Easy Resolutions for You and Your Pets

On New Year’s Day, people all over the country celebrate with resolutions to become better people than they were the previous year. We believe we can set a course for self-improvement with new goals. And those resolutions are generally broken because they require more change than we can fit into our busy lives.

So why don’t you make a list of resolutions to add every couple of months? Once you’ve mastered one, add another! And in these goals, or dreams with deadlines, include your pet(s). You both will benefit from the changes below!

  1. Brush your pets regularly.

In the winter, pets have heavier fur, and some dogs have a thick undercoat. Brushing reduces mats. In the warmer months, help your pets lose the extra coat to be a little cooler. Take the time to brush your pets. Not only will the pet benefit from the attention, but studies reveal that stroking a pet can reduce a human’s blood pressure. http://www.ncbi.nlm.nih.gov/pubmed/3236382 Petting a dog can reduce stress in the dog and you and releases in humans a relaxation hormone and reduces levels of a stress hormone. http://www.webmd.com/hypertension-high-blood-pressure/features/6-ways-pets-improve-your-health

If your pet doesn’t enjoy being brushed or pet, this might be a good resolution to work into slowly. Both dogs and cats benefit from brushing as much as humans. (https://fluffsofluv.com/five-reasons-to-brush-your-cat/)

  1. Walk with your pets.

Walking your pet provides exercise for you both and can introduce you to other pet lovers. Some owners put their cats in harnesses and walk them on a leash. If you find your walks to be more work than pleasure, read this post https://fluffsofluv.com/dog-walking-101/.

  1. Play

Humans benefit from play. Fun, laughter, and play are all healthy for physical and mental health. Play is natural for animals and humans. As adults, we forget the joy and benefits of play, and we live the consequences. So play and laugh! Throw a Frisbee, roll a ball, wrestle with your dog or tease your cat with a string. If you’re out of ideas, simply search fun with your cat (or dog) or playing with your dog (or cat). Arden Moore wrote “Happy Cat, Happy You”, which has fun and easy ways to entice your cat to play and exercise.

Other healthy results can also be derived from owning pets! Take a look at this site for additional benefits. http://pets.webmd.com/ss/slideshow-pets-improve-your-health

Consider your pets’ health, as well as your own, and consider adding these resolutions throughout the year.

  1. Brush your pets’ teeth.  

Ideally, you should brush your dogs’ and cats’ teeth daily. So with that in mind, find a soft toothbrush and pet toothpaste. (Human toothpaste can upset the pet’s stomach.) Start by brushing in the back of the mouth while working each time toward the front. You might also find helpful using a tasty treat in between brushings, such as tuna. Be sure to put it on a toothbrush so they pet gets a nice surprise from letting you brush its teeth! 

  1. Clean your pets’ ears.

Use a non-irritating ear cleaner and gauze to clean the ears of your dogs and cats every couple of weeks, or as necessary. If you see ear wax build-up or the animal scratches or swats at its ears, the ears might need to be cleaned. Do not pour hydrogen peroxide or alcohol in your pets’ ears, and DO NOT use cotton swabs.

  1. Perform regular checks on your pets’ eyes, ears, nose, and nails.

Daily is not too often to look into your pets’ eyes for discolor or discharge and ears for wax and irritation, as well as ticks. Check the nose to be sure it is moist and not cracked from dryness.  Check nails to be sure they are short and neither split, curling nor growing back into the toe pad.

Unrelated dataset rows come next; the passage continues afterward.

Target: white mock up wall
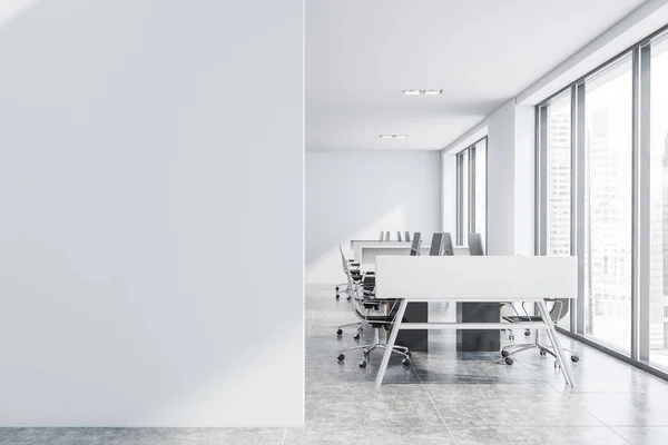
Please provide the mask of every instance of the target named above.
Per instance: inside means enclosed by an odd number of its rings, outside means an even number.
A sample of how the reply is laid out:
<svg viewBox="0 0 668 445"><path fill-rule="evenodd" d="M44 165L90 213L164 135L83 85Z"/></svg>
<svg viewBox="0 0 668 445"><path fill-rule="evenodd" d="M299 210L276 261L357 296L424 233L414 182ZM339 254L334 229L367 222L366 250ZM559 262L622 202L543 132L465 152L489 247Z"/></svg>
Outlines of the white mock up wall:
<svg viewBox="0 0 668 445"><path fill-rule="evenodd" d="M510 100L478 127L488 136L488 254L533 255L534 108ZM471 130L478 132L478 128ZM465 148L465 135L443 157ZM455 177L451 179L455 187ZM444 202L444 206L446 202ZM456 208L456 201L452 204Z"/></svg>
<svg viewBox="0 0 668 445"><path fill-rule="evenodd" d="M440 151L306 151L306 283L343 283L338 245L441 219ZM344 250L344 251L346 251Z"/></svg>
<svg viewBox="0 0 668 445"><path fill-rule="evenodd" d="M303 423L302 20L45 0L0 28L0 426Z"/></svg>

Toe nail issues can cause pain and lameness. Check between the toes for ticks and debris, such as rock salt from driveways. And check their skin and coats. Look for lumps, bumps, mats, fleas, ticks, sores, discharge or dirt. 

Address any issues you find immediately! Keep a record of your checks and note any changes so that you can help your pet’s veterinarian make educated decisions about your furry family member’s health.

Pursue these useful resolutions as small, manageable goals and watch your life improve!